Irish Prime Minister Leo Varadkar has dismissed Number 10’s proposals for people crossing the Irish border to have to pre-register after Brexit.
Speaking from the US, where he is conducting a series of St Patrick’s Day engagements, the Taoiseach said: ‘No, it is not a solution that we envisage.’
Vardkar was responding to questions about a controversial plan reportedly being considered by the government which could mean people crossing the border after Brexit would have to register in advance to avoid checks and delays.
It has been claimed anyone without so-called fast track movement clearance would also have to use approved crossing points or risk being considered to have entered the state irregularly.
The government has said there would be no hard border and no return to the borders of the past when the UK leaves the European Union.
In December, Theresa May agreed to regulatory alignment across the UK to avoid border posts and checks.
Vardkar said it might be helpful if senior cabinet officials such as Boris Johnson and David Davis visited the border to see at first hand that it was ‘invisible’.
‘They would certainly be very welcome to visit the border,’ he said. ‘I know (Northern Ireland Secretary) Karen Bradley has already done that and a delegation of British politicians from the House of Lords and House of Commons have done that too.
‘I think it would be a good idea, I can’t see anything negative in a British cabinet minister viewing the border, seeing what it looks like.
‘As is always the case and this is true for any politicians or anyone in any walk of life you can read as many briefing documents as you like sometimes you need to see things with your own eyes, and I think for that reason, they would be very welcome to visit the border and see it for themselves.
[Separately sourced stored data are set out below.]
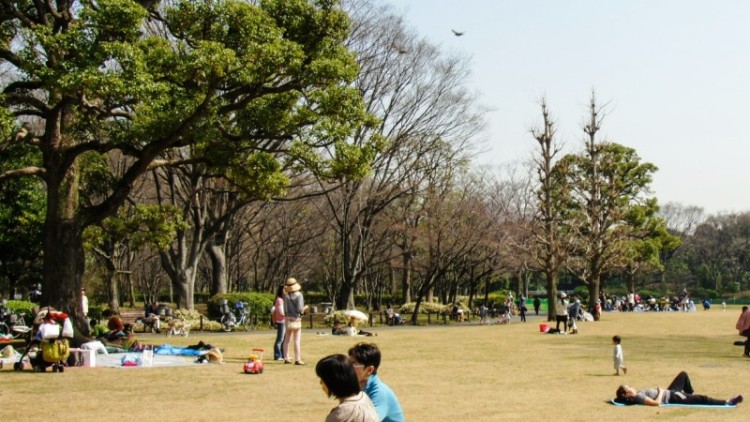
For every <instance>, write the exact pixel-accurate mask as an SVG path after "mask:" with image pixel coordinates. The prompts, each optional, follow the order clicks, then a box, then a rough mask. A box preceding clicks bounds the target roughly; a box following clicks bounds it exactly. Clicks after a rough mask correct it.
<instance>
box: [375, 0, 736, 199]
mask: <svg viewBox="0 0 750 422" xmlns="http://www.w3.org/2000/svg"><path fill="white" fill-rule="evenodd" d="M383 1H385V2H387V3H390V4H392V5H393V7H394V11H395V12H396V13H398V14H402V15H404V16H405V18H406V21H407V24H408V25H409V26H411V27H412V29H414V30H415V31H416V32H417V33H418V34H420V35H421V36H423V37H425V38H427V39H429V40H430V41H431V42H433V43H435V44H438V45H440V46H441V47H442V49H443V50H444V51H445V52H447V53H450V54H460V55H465V56H467V57H469V58H470V60H471V71H472V75H471V79H470V81H469V87H470V88H471V89H472V90H476V91H478V92H480V93H481V94H480V95H481V96H480V98H481V100H480V102H481V103H482V104H484V105H486V106H488V107H490V108H491V109H492V111H491V112H490V113H489V114H488V116H487V119H488V122H489V124H488V128H487V132H486V134H485V138H486V142H487V147H488V148H490V149H491V151H490V152H488V153H486V154H484V155H483V156H482V157H481V158H480V161H482V162H515V161H523V160H527V159H529V158H530V157H531V155H532V153H533V151H534V147H535V141H534V140H533V138H531V135H530V134H529V129H530V128H531V127H532V126H538V125H539V123H540V112H539V106H538V101H539V99H540V98H541V97H542V96H544V97H546V99H547V103H548V107H549V108H550V110H551V112H552V115H553V117H554V119H555V120H556V122H557V125H558V140H559V141H562V142H563V143H564V145H565V150H566V151H567V152H577V151H579V150H580V148H581V147H582V142H583V131H582V130H581V127H582V122H583V120H584V118H585V115H586V111H587V110H586V107H587V104H588V100H589V97H590V94H591V92H592V90H595V91H596V94H597V98H598V99H599V102H600V103H605V102H606V103H609V106H608V107H607V110H608V113H609V114H608V116H607V117H606V118H605V121H604V124H603V127H602V132H601V133H603V134H604V136H605V138H606V139H607V140H610V141H614V142H617V143H620V144H623V145H626V146H629V147H631V148H635V149H636V151H637V152H638V154H639V155H640V157H641V159H642V160H643V161H648V162H651V163H653V164H655V165H656V166H658V167H659V171H658V172H657V173H656V175H655V176H654V182H653V184H652V188H653V190H654V193H655V195H656V196H657V198H659V202H660V203H666V202H679V203H682V204H684V205H698V206H701V207H703V208H704V209H705V210H706V212H708V213H716V212H722V211H748V210H750V187H748V186H747V183H746V182H747V180H748V177H747V174H748V160H750V131H749V130H748V128H749V127H750V82H749V81H748V78H750V24H748V22H750V1H747V0H738V1H734V0H732V1H728V0H722V1H718V2H709V1H693V0H669V1H665V0H657V1H654V0H628V1H615V0H611V1H603V0H587V1H575V0H569V1H562V0H554V1H553V0H547V1H534V0H516V1H505V0H464V1H455V0H450V1H449V0H383ZM451 29H456V30H459V31H466V34H465V35H464V36H462V37H456V36H454V35H453V34H452V32H451Z"/></svg>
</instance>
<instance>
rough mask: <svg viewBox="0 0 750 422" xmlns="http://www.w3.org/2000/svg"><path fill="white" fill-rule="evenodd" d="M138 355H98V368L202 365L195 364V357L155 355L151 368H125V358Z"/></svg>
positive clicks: (116, 367) (118, 367)
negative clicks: (125, 357) (194, 357)
mask: <svg viewBox="0 0 750 422" xmlns="http://www.w3.org/2000/svg"><path fill="white" fill-rule="evenodd" d="M138 355H140V353H110V354H109V355H96V366H97V367H107V368H147V367H151V368H166V367H173V366H189V365H200V364H197V363H195V358H194V357H187V356H180V355H157V354H154V357H153V359H152V360H151V364H150V366H138V365H133V366H127V365H126V366H123V358H124V357H132V358H136V357H138Z"/></svg>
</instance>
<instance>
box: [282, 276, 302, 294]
mask: <svg viewBox="0 0 750 422" xmlns="http://www.w3.org/2000/svg"><path fill="white" fill-rule="evenodd" d="M301 288H302V286H300V285H299V283H297V280H296V279H295V278H293V277H289V278H288V279H287V280H286V284H285V285H284V291H285V292H287V293H294V292H297V291H299V290H300V289H301Z"/></svg>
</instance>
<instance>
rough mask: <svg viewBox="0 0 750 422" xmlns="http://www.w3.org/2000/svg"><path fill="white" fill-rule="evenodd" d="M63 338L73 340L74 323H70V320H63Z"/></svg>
mask: <svg viewBox="0 0 750 422" xmlns="http://www.w3.org/2000/svg"><path fill="white" fill-rule="evenodd" d="M62 334H63V337H65V338H73V323H72V322H70V318H65V319H64V320H63V332H62Z"/></svg>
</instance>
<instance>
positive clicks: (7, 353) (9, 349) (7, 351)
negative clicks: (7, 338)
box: [0, 345, 17, 359]
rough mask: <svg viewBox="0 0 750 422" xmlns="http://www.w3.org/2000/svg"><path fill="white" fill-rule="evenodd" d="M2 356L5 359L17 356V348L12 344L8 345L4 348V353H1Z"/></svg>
mask: <svg viewBox="0 0 750 422" xmlns="http://www.w3.org/2000/svg"><path fill="white" fill-rule="evenodd" d="M0 356H2V357H3V358H5V359H13V358H15V357H16V356H17V353H16V349H14V348H13V346H11V345H7V346H5V348H4V349H3V351H2V353H0Z"/></svg>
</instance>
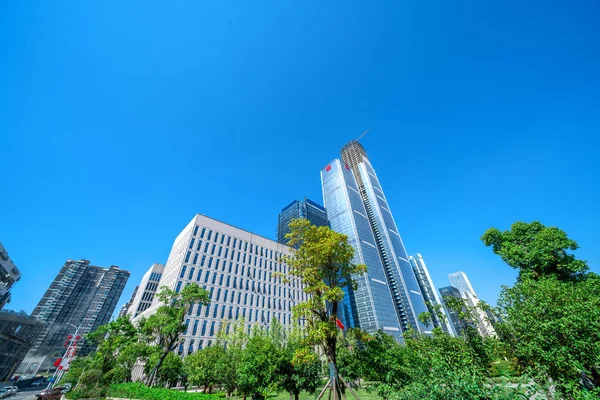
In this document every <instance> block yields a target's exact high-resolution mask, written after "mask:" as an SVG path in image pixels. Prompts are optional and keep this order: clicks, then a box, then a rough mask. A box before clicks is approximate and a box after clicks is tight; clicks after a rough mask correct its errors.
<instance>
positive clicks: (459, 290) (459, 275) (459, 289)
mask: <svg viewBox="0 0 600 400" xmlns="http://www.w3.org/2000/svg"><path fill="white" fill-rule="evenodd" d="M448 279H449V280H450V284H451V285H452V286H454V287H455V288H457V289H458V291H459V292H460V293H461V295H462V294H463V293H465V292H469V293H471V294H472V295H473V296H477V294H476V293H475V289H473V286H471V282H470V281H469V278H467V274H465V273H464V272H462V271H458V272H453V273H451V274H448Z"/></svg>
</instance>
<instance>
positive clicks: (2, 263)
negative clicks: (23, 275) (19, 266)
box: [0, 243, 21, 310]
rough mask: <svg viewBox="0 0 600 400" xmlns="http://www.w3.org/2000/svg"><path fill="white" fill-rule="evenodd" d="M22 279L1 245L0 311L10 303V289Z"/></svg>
mask: <svg viewBox="0 0 600 400" xmlns="http://www.w3.org/2000/svg"><path fill="white" fill-rule="evenodd" d="M19 279H21V273H20V272H19V269H18V268H17V266H16V265H15V264H14V263H13V262H12V260H11V259H10V257H9V256H8V252H7V251H6V249H5V248H4V246H2V243H0V310H1V309H2V308H3V307H4V306H5V305H6V303H10V288H11V287H12V286H13V285H14V284H15V283H16V282H17V281H18V280H19Z"/></svg>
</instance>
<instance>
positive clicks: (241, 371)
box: [237, 327, 281, 400]
mask: <svg viewBox="0 0 600 400" xmlns="http://www.w3.org/2000/svg"><path fill="white" fill-rule="evenodd" d="M280 359H281V353H280V349H278V348H277V346H276V345H275V343H274V342H273V340H272V338H271V337H269V336H268V335H267V334H266V332H264V330H263V329H262V328H259V327H255V329H254V330H253V332H252V335H251V336H250V338H249V339H248V343H247V344H246V347H245V348H244V350H243V351H242V354H241V359H240V364H239V366H238V369H237V377H238V388H239V391H240V392H241V393H242V394H243V395H244V396H246V395H249V396H251V397H252V399H253V400H263V399H265V398H266V397H267V396H268V395H269V394H270V393H273V392H276V391H277V388H278V380H277V375H276V373H277V369H278V367H279V364H280Z"/></svg>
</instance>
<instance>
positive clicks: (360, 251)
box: [321, 140, 427, 340]
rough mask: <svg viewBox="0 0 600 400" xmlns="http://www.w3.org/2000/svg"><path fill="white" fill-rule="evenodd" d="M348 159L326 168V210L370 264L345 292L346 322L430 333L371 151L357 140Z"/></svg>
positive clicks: (350, 148) (344, 301)
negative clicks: (372, 165)
mask: <svg viewBox="0 0 600 400" xmlns="http://www.w3.org/2000/svg"><path fill="white" fill-rule="evenodd" d="M342 160H343V161H340V160H339V159H335V160H333V161H332V162H331V163H329V164H328V165H327V166H326V167H325V168H323V169H322V170H321V182H322V186H323V198H324V203H325V208H326V209H327V214H328V218H329V222H330V224H331V228H332V229H333V230H335V231H337V232H340V233H343V234H345V235H347V236H348V238H349V242H350V243H351V244H352V246H353V247H354V249H355V250H356V253H355V258H354V262H355V263H361V264H366V265H367V272H366V273H365V274H363V275H362V276H357V277H356V281H357V283H358V288H357V290H355V291H354V290H348V291H347V294H348V295H347V296H345V300H344V307H343V310H344V312H345V315H344V319H345V322H346V326H352V327H354V326H356V327H360V328H362V329H363V330H365V331H367V332H374V331H377V330H379V329H383V330H384V331H385V332H386V333H388V334H391V335H393V336H395V337H396V338H397V339H398V340H401V337H402V332H403V331H405V330H407V329H409V328H410V327H412V328H414V329H416V330H418V331H420V332H425V331H426V330H427V328H426V327H425V326H424V325H423V324H422V323H421V322H420V321H419V320H418V318H417V316H418V315H419V314H420V313H422V312H426V311H427V307H426V306H425V301H424V299H423V294H422V293H421V290H420V288H419V284H418V283H417V278H416V277H415V274H414V272H413V270H412V267H411V265H410V262H409V260H408V255H407V254H406V250H405V248H404V244H403V243H402V239H401V238H400V234H399V233H398V228H397V226H396V223H395V222H394V217H393V216H392V212H391V208H390V206H389V204H388V202H387V200H386V197H385V194H384V193H383V189H382V187H381V184H380V182H379V179H378V178H377V174H376V173H375V170H374V169H373V167H372V165H371V162H370V161H369V159H368V158H367V155H366V152H365V149H364V148H363V147H362V145H360V144H359V143H358V142H357V141H355V140H353V141H351V142H350V143H348V144H346V145H345V146H344V147H343V148H342Z"/></svg>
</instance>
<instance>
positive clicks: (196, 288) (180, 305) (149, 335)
mask: <svg viewBox="0 0 600 400" xmlns="http://www.w3.org/2000/svg"><path fill="white" fill-rule="evenodd" d="M157 296H158V298H159V300H160V302H161V303H162V305H161V306H160V307H158V309H157V310H156V312H155V313H154V314H152V315H150V316H149V317H148V318H147V319H146V320H143V321H142V322H141V324H140V327H141V330H142V332H143V333H144V334H145V335H146V336H148V337H150V338H152V340H153V341H155V342H156V343H157V344H158V346H159V347H160V348H161V354H160V356H159V357H158V359H157V360H156V364H155V365H154V367H153V368H152V370H151V371H150V373H149V374H148V377H147V381H146V382H147V384H148V385H149V386H152V385H153V383H154V380H155V377H156V373H157V371H158V370H159V369H160V367H161V365H162V363H163V361H164V360H165V358H166V357H167V356H168V354H169V353H170V352H172V351H173V350H175V348H176V347H177V345H178V344H179V341H180V339H181V335H182V334H183V332H184V331H185V329H186V326H185V324H184V319H185V314H186V313H187V311H188V310H189V308H190V307H191V306H192V305H194V304H196V303H200V304H203V305H208V304H210V294H209V293H208V291H206V290H205V289H203V288H201V287H200V286H198V285H197V284H191V285H188V286H186V287H184V288H183V289H182V290H181V292H180V293H177V292H175V291H173V290H170V289H168V288H167V287H165V286H163V287H162V289H161V291H160V292H159V293H158V295H157Z"/></svg>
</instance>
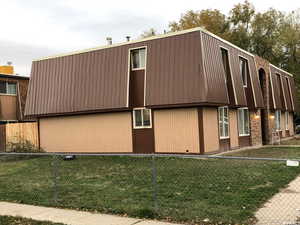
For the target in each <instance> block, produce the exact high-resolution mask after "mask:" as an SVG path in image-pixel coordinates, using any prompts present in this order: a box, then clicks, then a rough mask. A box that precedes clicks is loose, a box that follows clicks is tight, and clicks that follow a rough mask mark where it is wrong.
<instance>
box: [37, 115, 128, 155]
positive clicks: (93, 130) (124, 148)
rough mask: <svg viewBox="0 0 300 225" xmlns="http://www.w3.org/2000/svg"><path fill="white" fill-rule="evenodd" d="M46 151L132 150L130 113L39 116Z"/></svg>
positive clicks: (43, 142)
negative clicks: (79, 115)
mask: <svg viewBox="0 0 300 225" xmlns="http://www.w3.org/2000/svg"><path fill="white" fill-rule="evenodd" d="M40 142H41V147H42V148H43V149H44V150H46V151H47V152H104V153H105V152H108V153H109V152H132V129H131V113H130V112H121V113H102V114H90V115H80V116H69V117H68V116H67V117H54V118H45V119H41V120H40Z"/></svg>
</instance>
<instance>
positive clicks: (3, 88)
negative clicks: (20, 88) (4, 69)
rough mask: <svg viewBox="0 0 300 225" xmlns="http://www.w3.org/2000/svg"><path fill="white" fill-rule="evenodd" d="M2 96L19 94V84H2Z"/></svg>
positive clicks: (0, 90)
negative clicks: (18, 88)
mask: <svg viewBox="0 0 300 225" xmlns="http://www.w3.org/2000/svg"><path fill="white" fill-rule="evenodd" d="M0 94H6V95H16V94H17V84H16V83H13V82H6V81H1V82H0Z"/></svg>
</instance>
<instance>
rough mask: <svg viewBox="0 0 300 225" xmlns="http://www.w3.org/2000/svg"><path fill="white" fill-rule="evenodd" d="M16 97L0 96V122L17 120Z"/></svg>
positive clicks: (16, 97) (14, 96) (16, 108)
mask: <svg viewBox="0 0 300 225" xmlns="http://www.w3.org/2000/svg"><path fill="white" fill-rule="evenodd" d="M17 111H18V109H17V96H10V95H0V120H17Z"/></svg>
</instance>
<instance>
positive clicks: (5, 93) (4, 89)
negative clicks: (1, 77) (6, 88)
mask: <svg viewBox="0 0 300 225" xmlns="http://www.w3.org/2000/svg"><path fill="white" fill-rule="evenodd" d="M0 93H1V94H6V82H0Z"/></svg>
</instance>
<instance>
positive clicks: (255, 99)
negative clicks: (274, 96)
mask: <svg viewBox="0 0 300 225" xmlns="http://www.w3.org/2000/svg"><path fill="white" fill-rule="evenodd" d="M240 55H242V56H243V57H245V58H247V59H248V65H249V72H250V76H251V80H248V83H249V82H250V84H251V86H252V91H253V92H252V93H253V95H254V97H255V102H256V108H263V107H264V99H263V95H262V91H261V87H260V83H259V78H258V71H257V68H256V65H255V58H254V57H249V55H247V54H245V53H243V52H240Z"/></svg>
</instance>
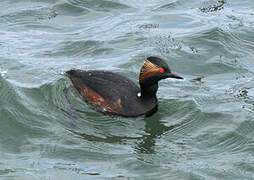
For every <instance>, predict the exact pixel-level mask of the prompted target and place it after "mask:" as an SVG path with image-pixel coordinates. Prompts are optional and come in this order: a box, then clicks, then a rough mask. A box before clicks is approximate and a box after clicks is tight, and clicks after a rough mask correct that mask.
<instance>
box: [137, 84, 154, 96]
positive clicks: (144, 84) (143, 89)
mask: <svg viewBox="0 0 254 180" xmlns="http://www.w3.org/2000/svg"><path fill="white" fill-rule="evenodd" d="M140 89H141V96H143V97H145V96H150V97H155V98H156V93H157V90H158V83H155V84H151V85H147V84H140Z"/></svg>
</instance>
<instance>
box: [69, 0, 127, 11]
mask: <svg viewBox="0 0 254 180" xmlns="http://www.w3.org/2000/svg"><path fill="white" fill-rule="evenodd" d="M68 1H69V3H70V4H73V5H75V6H78V7H83V8H87V9H91V10H95V11H106V12H107V11H111V10H122V9H127V8H129V6H127V5H125V4H121V3H117V2H113V1H106V0H102V1H101V0H100V1H98V0H88V1H85V2H84V1H81V0H68Z"/></svg>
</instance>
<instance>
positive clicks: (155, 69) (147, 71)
mask: <svg viewBox="0 0 254 180" xmlns="http://www.w3.org/2000/svg"><path fill="white" fill-rule="evenodd" d="M166 78H176V79H183V78H182V77H180V76H178V75H176V74H173V73H171V70H170V68H169V67H168V64H167V63H166V62H165V61H164V60H162V59H160V58H158V57H154V56H150V57H148V58H147V60H145V62H144V65H143V66H142V68H141V70H140V75H139V83H140V84H155V83H157V82H158V81H159V80H161V79H166Z"/></svg>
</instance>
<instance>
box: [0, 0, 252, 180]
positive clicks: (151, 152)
mask: <svg viewBox="0 0 254 180" xmlns="http://www.w3.org/2000/svg"><path fill="white" fill-rule="evenodd" d="M253 7H254V2H253V1H241V0H235V1H225V0H202V1H201V0H200V1H198V0H197V1H189V0H170V1H168V0H160V1H145V0H138V1H137V0H125V1H123V0H118V1H114V0H36V1H31V2H30V1H29V2H28V1H24V0H20V1H14V0H3V1H1V2H0V48H1V51H0V136H1V138H0V144H1V146H0V154H1V156H0V178H2V179H61V178H62V179H93V178H94V179H95V178H97V179H105V178H106V179H230V180H231V179H251V178H252V177H254V171H253V168H254V166H253V160H254V149H253V147H254V146H253V144H254V143H253V138H254V134H253V127H254V123H253V119H254V118H253V112H254V103H253V102H254V88H253V87H254V84H253V73H254V66H253V50H254V43H253V39H254V33H253V32H254V28H253V27H254V26H253V25H254V14H253V11H254V10H253ZM151 55H153V56H159V57H162V58H163V59H165V60H166V61H167V63H168V64H169V66H170V68H171V69H172V71H173V72H175V73H177V74H180V75H181V76H183V77H184V78H185V80H184V81H181V82H180V81H174V80H163V81H161V82H160V88H159V91H158V99H159V105H160V106H159V109H158V111H157V112H156V113H155V114H154V115H152V116H151V117H147V118H144V117H138V118H123V117H111V116H105V115H103V114H101V113H98V112H96V111H94V110H93V109H92V108H91V107H89V106H88V105H87V104H86V103H84V102H83V100H82V98H81V97H80V95H79V94H78V93H77V91H76V90H75V89H74V88H73V86H72V85H71V83H70V82H69V81H68V80H67V79H66V78H65V77H64V76H63V73H62V72H65V71H67V70H69V69H71V68H81V69H98V70H108V71H113V72H117V73H120V74H122V75H124V76H127V77H129V78H131V79H132V80H133V81H135V82H136V80H137V79H138V74H139V71H140V67H141V66H142V63H143V61H144V59H145V58H146V57H148V56H151ZM45 172H46V173H45Z"/></svg>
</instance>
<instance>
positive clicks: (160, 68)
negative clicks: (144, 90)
mask: <svg viewBox="0 0 254 180" xmlns="http://www.w3.org/2000/svg"><path fill="white" fill-rule="evenodd" d="M160 69H161V68H160V67H159V66H158V65H156V64H153V63H152V62H150V61H148V60H145V62H144V65H143V67H142V68H141V71H140V75H139V82H142V81H144V80H145V79H147V78H149V77H151V76H153V75H155V74H156V73H158V72H160Z"/></svg>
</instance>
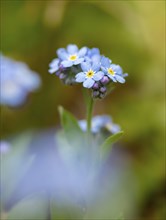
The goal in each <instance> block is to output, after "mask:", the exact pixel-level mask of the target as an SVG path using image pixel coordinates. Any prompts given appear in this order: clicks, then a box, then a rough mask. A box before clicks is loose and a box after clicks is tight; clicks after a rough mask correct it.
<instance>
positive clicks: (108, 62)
mask: <svg viewBox="0 0 166 220" xmlns="http://www.w3.org/2000/svg"><path fill="white" fill-rule="evenodd" d="M101 65H102V66H104V67H107V68H109V67H110V60H109V59H108V58H107V57H105V56H102V58H101Z"/></svg>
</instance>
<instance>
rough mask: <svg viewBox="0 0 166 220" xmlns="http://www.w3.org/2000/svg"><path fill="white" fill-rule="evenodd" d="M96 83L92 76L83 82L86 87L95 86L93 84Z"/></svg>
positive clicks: (84, 85) (83, 84)
mask: <svg viewBox="0 0 166 220" xmlns="http://www.w3.org/2000/svg"><path fill="white" fill-rule="evenodd" d="M94 83H95V81H94V80H93V79H91V78H88V79H86V80H85V81H84V83H83V86H84V87H85V88H88V89H89V88H91V87H92V86H93V84H94Z"/></svg>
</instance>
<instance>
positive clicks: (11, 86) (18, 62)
mask: <svg viewBox="0 0 166 220" xmlns="http://www.w3.org/2000/svg"><path fill="white" fill-rule="evenodd" d="M0 62H1V65H0V74H1V77H0V78H1V81H0V85H1V91H0V104H3V105H9V106H18V105H20V104H22V103H23V102H24V101H25V99H26V97H27V95H28V93H29V92H31V91H34V90H36V89H37V88H38V87H39V85H40V83H41V80H40V78H39V76H38V75H37V74H36V73H35V72H33V71H31V70H30V69H29V68H28V66H27V65H26V64H24V63H22V62H17V61H13V60H11V59H9V58H6V57H4V56H3V55H0Z"/></svg>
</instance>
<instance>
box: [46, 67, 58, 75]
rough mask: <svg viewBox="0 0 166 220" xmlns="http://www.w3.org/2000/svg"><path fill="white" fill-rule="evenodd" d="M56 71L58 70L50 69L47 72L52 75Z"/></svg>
mask: <svg viewBox="0 0 166 220" xmlns="http://www.w3.org/2000/svg"><path fill="white" fill-rule="evenodd" d="M57 70H58V68H50V69H49V70H48V72H49V73H51V74H52V73H54V72H56V71H57Z"/></svg>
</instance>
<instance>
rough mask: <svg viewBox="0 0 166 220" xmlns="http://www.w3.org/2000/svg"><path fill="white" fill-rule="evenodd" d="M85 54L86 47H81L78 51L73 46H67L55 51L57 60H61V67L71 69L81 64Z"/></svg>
mask: <svg viewBox="0 0 166 220" xmlns="http://www.w3.org/2000/svg"><path fill="white" fill-rule="evenodd" d="M86 53H87V47H82V48H81V49H80V50H79V49H78V47H77V46H76V45H75V44H69V45H68V46H67V48H66V49H64V48H60V49H58V50H57V55H58V58H59V59H60V60H61V65H62V66H63V67H71V66H73V65H78V64H80V63H82V62H83V61H84V59H85V58H84V56H85V54H86Z"/></svg>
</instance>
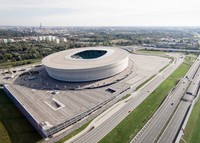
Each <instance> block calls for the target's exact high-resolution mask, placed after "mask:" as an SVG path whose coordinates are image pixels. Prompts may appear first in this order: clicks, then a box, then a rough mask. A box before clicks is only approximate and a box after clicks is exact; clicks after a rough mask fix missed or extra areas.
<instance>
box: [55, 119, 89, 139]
mask: <svg viewBox="0 0 200 143" xmlns="http://www.w3.org/2000/svg"><path fill="white" fill-rule="evenodd" d="M91 122H92V121H89V122H88V123H86V124H84V125H82V126H81V127H80V128H78V129H77V130H75V131H73V132H71V133H70V134H69V135H67V136H65V137H64V138H62V139H61V140H59V141H58V142H56V143H64V142H65V141H66V140H68V139H70V138H72V137H73V136H75V135H77V134H78V133H80V132H81V131H83V130H84V129H85V128H86V127H87V126H88V125H89V124H90V123H91Z"/></svg>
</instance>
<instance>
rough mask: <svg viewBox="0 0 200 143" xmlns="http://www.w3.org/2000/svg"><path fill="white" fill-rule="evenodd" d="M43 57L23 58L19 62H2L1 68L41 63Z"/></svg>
mask: <svg viewBox="0 0 200 143" xmlns="http://www.w3.org/2000/svg"><path fill="white" fill-rule="evenodd" d="M39 62H41V59H30V60H23V61H17V62H5V63H1V64H0V69H9V68H12V67H16V66H22V65H27V64H33V63H39Z"/></svg>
And to see that it is invisible.’
Speaking at the South by South West festival in Austin, Varadkar said if a hard border was introduced post-Brexit it could lead to vandalism.
‘The reality is, I don’t anticipate a return to violence, but if you do have physical infrastructure, if you do have cameras and signs and border posts then you know those things will become targets,’ he said.
‘And they will become vandalised. And then what do you do? Do you accept that or do you bring in guards to stop that?’